Combines Gleaner black smoke

Tom_Russell

Guest
Do you have any better way of showing the neighbors how fast a Gleaner sails through cropsIJ Seriously, you can't see any smoke from my R60 even when it is pushing a 6 row head through 200bu corn at 5.5mph. Tom in MN
 

1206SWMO

Guest
Most older Gleaners in our area had the pumps turned up to fight the deep mud we used to have about every other year.We had to turn the pump up on a F-3 I used to own so it could turn those 23.1 rice tires.A friend has an N-6 that smokes like a pulling tractor.In fact in heavy going my 1420 IH rolls the smoke pretty good.You dont see as much smoke from all the newer combines.Since everyone quit plowing 20 years ago we dont have the deep mud we used to have.You rarely hear of a combine getting stuck anymore.
 

John_W

Guest
I think all the older Gleaners blew black smoke. Someone once told me that Gleaner fixed the problem with the series 3 conventional machines and I don't notice smoke on the newer machines.
 

Winchester

Guest
The black smoke was primarily property of the Allis engines. They were last used in the R4,R5,R6, and R7 machines. After that was Deutz then Cummins
 

Jeremy

Guest
The diesel mechanic we use on the farm says the smoke is because of an undersized turbo (on the N6's anyway) and having the fuel turned up just about as high as the engine can stand. AC didn't install a big enough engine, and tuned the heck out of the one they put in the combine.
 

farmermike

Guest
That was a feature designed into the allis engine in order to help the grain cart operator find the combine in rolling contoured land. Seriously, all the allis engines were smokers, especially the 426. The neighbors run a 7580 that looks like a locomotive going down the road-no load! I don't know if the bosch injectors helped on this or not, but many were converted.
 

Dairyman

Guest
We've found that the smoke is primarily a function of dirty air filters or inj pump turned up above factory setting (thus no longer having a matched turbo size_fuel ratio). Our 7040, 8010 and M2 smoke very little unless under a heavy lugging (i.e., not holding RPM's) load. Our Deutz tractors won't smoke unless subjected to a stalling load. Many of our neighbors here have smokey IH's and JD's, mostly due to the age of their tractors_combines and less than stellar maintenance.
 

tbran

Guest
AC engines, from the WD thru the 190XT to the energy crises, had a priority of snappy, rip snorting performance. An owner of an Allis wanted something good to happen when the throttle was snapped and or a load applied. This was accomplished by quick acting governors and big holed injector nozzels and generally lower compression ratios than competition. The trade off was a little slower cranking and the subject at hand 'black smoke'. This was good in the 60's and early '70's understand. (unless you operated an AC dozer in 'Nam- the the VC aimed the morters at your smoke. This led to a project of twin turbocharging to put in more air - Noble Harrison happend by and saw one on the dyno - lightbulbs popped and with Ed Elgin's help and after talking to Terry Wood, a Harvey engineer, AC won almost every class at louisville the next Feb.) Then the energy crunch hit and along came Bosh fuel systems and injectors with smaller holes in some cases and higher boost and less smoke.
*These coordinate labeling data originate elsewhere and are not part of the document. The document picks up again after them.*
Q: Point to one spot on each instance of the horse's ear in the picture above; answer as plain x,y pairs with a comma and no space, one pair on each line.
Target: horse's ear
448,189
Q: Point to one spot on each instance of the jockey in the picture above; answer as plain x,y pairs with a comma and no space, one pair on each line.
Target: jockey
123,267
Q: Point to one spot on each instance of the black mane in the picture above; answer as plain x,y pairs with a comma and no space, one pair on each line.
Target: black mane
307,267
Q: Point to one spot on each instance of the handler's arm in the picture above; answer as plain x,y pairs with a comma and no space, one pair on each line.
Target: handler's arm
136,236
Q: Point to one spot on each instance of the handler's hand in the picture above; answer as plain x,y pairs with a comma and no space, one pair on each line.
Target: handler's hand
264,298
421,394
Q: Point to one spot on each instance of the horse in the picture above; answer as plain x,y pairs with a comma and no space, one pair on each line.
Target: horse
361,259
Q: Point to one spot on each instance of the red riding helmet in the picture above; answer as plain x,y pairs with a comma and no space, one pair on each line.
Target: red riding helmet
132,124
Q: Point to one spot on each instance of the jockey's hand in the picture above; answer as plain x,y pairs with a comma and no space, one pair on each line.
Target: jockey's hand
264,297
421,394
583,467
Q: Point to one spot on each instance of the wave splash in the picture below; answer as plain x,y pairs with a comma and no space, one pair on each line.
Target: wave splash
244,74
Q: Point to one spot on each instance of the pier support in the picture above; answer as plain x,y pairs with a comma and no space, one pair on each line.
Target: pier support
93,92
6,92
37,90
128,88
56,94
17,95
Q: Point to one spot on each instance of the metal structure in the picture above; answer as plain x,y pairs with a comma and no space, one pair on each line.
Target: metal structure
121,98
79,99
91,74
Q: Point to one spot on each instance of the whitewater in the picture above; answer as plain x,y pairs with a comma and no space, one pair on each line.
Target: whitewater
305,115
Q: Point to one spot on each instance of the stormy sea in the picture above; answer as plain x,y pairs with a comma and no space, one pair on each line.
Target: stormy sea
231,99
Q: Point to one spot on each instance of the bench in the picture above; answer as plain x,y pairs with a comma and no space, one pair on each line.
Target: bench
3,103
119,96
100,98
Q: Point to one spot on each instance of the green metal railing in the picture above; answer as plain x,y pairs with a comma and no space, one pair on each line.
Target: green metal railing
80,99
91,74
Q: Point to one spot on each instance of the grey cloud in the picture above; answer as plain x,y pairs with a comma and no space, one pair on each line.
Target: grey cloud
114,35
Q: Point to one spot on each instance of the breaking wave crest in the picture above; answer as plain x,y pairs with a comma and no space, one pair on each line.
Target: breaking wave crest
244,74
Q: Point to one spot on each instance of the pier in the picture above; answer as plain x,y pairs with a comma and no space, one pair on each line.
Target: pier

AC had a bosch kit to change out inj. and lines by the way. Then came Harry lusk and he sold the Company which was working on cam operated injectors and other goodies which are forgotten. Then came the Deutz engines and the Cummins and bye-bye smoke, until you pull the little cover off and ooopps. Bye.
 

1206SWMO

Guest
tbran,I was fortunate enough to get to see N D Harrison from Pittsfield,Ill pull his twin turbo 220 Allis a couple of times back in 1969.It made alot of horses for that time peroid.I still have a picture of it somewhere.I remember them chaining it in gear.
 

tbran

Guest
Yes, the Mckinnons also ran a lot of his stuff. There was a guy whom I shall not name, who was a klutzz, couldn't make his tractor run, blamed Harrison for it and threatend to sue AC via Harry lusk - said he was not getting the same stuff the Mckinnons were - so lusk sent word out to all AC people - no formal involvement in pulling - end of story. Terry Wood and another engineer or two still helped on the sly for a few yrs though.